I have enjoyed being constantly immersed in the Colorado River ecosystem. The river, 1450 miles long and draining large watersheds in 7 southwestern states, is, even in its very changed state, a mighty forceful component of this continent. It touches everyone's life who life in this region - whether they know it or not. Spending my weekends in Vegas I imagine the pipe that drinks from Lake Mead the water to fill the fountains and pools.

I have paddled many miles - always a dam above me and below me. The river has become lazy, the massive amounts of water lay waiting and evaporating. Each held back pool warms the water, then the dam releases the coldest and clearest of the lake from bottom reaches. In this fashion the water is a chain of warm lakes and cold rivers like non-other. You can imagine how much this differs from the pre-1936 river. Before the Hoover Dam the river was of course tumultuous, but also very silty and warm. Its seasonal flooding recharged lowlands and maintained productive agriculture. Now-a-days, canals bring water out into the desert to water crops ranging from cotton to lettuce. These lands suffer from many ailments as they are depleted with nutrients and loaded with evaporated salts.

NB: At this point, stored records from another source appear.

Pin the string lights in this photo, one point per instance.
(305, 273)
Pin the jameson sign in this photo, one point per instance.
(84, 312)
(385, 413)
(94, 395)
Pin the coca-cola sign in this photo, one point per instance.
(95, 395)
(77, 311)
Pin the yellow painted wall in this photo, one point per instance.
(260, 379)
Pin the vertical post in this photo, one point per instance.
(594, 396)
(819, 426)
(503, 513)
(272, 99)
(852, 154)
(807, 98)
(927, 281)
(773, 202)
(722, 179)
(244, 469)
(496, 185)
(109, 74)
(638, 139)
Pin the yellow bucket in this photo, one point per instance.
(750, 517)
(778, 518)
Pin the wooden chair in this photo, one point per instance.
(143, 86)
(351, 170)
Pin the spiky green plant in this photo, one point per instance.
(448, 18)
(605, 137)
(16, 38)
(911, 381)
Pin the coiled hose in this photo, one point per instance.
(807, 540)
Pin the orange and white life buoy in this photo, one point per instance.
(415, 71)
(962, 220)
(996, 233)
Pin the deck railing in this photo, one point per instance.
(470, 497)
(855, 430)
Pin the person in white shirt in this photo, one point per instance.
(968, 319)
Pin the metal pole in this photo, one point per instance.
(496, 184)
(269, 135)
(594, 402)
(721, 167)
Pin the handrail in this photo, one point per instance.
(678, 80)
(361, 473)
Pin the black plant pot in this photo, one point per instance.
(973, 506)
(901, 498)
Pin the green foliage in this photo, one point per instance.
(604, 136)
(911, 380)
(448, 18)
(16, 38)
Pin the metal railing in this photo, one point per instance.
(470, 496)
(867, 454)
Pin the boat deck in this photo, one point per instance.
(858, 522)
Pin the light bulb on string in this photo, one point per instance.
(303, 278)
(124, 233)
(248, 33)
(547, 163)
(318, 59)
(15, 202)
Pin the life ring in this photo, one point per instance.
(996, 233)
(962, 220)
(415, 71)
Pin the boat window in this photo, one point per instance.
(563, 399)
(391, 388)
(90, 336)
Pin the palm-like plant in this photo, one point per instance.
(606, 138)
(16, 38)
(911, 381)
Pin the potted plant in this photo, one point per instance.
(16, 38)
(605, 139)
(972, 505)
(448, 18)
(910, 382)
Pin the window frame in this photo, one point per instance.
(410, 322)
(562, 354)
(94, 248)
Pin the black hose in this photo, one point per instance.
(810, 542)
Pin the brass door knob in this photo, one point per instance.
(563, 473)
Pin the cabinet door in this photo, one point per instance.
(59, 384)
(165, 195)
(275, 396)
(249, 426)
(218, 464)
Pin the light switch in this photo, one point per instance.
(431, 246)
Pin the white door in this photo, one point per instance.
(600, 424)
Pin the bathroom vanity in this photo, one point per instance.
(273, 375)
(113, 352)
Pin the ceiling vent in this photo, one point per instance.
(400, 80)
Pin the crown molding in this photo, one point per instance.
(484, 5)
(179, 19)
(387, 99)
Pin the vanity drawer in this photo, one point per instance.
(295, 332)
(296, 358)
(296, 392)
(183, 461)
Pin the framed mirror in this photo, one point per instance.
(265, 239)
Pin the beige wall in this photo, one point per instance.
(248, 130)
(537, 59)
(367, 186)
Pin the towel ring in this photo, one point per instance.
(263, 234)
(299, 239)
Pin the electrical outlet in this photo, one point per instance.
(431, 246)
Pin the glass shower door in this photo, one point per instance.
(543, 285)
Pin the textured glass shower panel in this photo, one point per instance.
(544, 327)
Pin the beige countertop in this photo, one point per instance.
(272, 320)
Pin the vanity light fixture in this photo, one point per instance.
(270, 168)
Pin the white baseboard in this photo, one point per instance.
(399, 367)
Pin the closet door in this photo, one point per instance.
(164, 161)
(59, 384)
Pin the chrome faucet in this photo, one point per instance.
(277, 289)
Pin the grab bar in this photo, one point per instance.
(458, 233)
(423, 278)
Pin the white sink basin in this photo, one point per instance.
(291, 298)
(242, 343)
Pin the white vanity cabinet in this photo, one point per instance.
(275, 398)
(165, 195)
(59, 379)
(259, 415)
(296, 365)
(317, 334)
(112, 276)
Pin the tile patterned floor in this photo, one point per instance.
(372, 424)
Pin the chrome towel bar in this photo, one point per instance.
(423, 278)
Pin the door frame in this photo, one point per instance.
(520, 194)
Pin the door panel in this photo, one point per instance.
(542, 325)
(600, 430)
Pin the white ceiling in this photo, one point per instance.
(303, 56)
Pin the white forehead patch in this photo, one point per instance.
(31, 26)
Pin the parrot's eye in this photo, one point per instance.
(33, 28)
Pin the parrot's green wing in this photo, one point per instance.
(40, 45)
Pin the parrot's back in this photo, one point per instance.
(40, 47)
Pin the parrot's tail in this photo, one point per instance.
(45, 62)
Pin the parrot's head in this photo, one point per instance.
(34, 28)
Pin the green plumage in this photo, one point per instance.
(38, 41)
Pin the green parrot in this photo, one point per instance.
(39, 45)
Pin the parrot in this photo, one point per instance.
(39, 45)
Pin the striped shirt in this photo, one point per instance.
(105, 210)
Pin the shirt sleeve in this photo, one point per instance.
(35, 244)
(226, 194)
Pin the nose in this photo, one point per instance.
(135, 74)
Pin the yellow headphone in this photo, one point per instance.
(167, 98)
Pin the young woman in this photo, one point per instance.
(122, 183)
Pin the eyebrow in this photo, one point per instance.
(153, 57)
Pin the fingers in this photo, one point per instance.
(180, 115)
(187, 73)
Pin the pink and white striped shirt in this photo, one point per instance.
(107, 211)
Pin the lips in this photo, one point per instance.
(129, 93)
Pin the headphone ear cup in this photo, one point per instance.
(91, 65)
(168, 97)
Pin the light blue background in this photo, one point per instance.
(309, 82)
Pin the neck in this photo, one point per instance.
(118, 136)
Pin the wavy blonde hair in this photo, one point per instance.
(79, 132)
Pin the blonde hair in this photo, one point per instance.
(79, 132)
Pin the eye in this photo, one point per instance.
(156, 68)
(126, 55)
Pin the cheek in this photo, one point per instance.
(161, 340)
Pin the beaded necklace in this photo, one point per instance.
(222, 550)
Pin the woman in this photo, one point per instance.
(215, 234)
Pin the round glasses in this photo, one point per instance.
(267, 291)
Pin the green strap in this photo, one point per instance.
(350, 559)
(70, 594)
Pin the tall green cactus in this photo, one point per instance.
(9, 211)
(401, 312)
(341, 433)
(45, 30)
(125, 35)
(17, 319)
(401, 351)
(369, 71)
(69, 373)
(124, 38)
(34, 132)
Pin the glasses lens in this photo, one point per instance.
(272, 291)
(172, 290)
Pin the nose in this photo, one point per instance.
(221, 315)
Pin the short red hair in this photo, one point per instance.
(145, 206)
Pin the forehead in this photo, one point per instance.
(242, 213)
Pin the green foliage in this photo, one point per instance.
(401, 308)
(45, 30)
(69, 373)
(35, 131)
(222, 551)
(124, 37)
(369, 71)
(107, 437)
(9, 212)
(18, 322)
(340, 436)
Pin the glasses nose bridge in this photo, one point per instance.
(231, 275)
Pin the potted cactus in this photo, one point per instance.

But don't let my digressions make you think the river is all lost. The new Colorado River has been good to me (and all of you) . It is now not only a manageable water resource, but a playground, and a classroom. And also a migratory bird route and a generator of comparatively greener power. The human impact on the Colorado River is lengthy discussion. The impact here is no different than across the globe. We humans use resources. For everything everyday. The Colorado River, when floating along between two mighty canyon walls peering through clear water into even deeper canyons below, seems infinite. It is not. It, like everything, can be used up.

Photos: (1) Sunset reflection of Lake Mojave. (2) The Upper River Crew: L to R, Caitlin, Will, Quinn, me, Alok, Irene, and ElDoug. (3) L.A. students "reconnect" on a sandbar on the Lower River. (4) Staff debrief: delphinious surfing.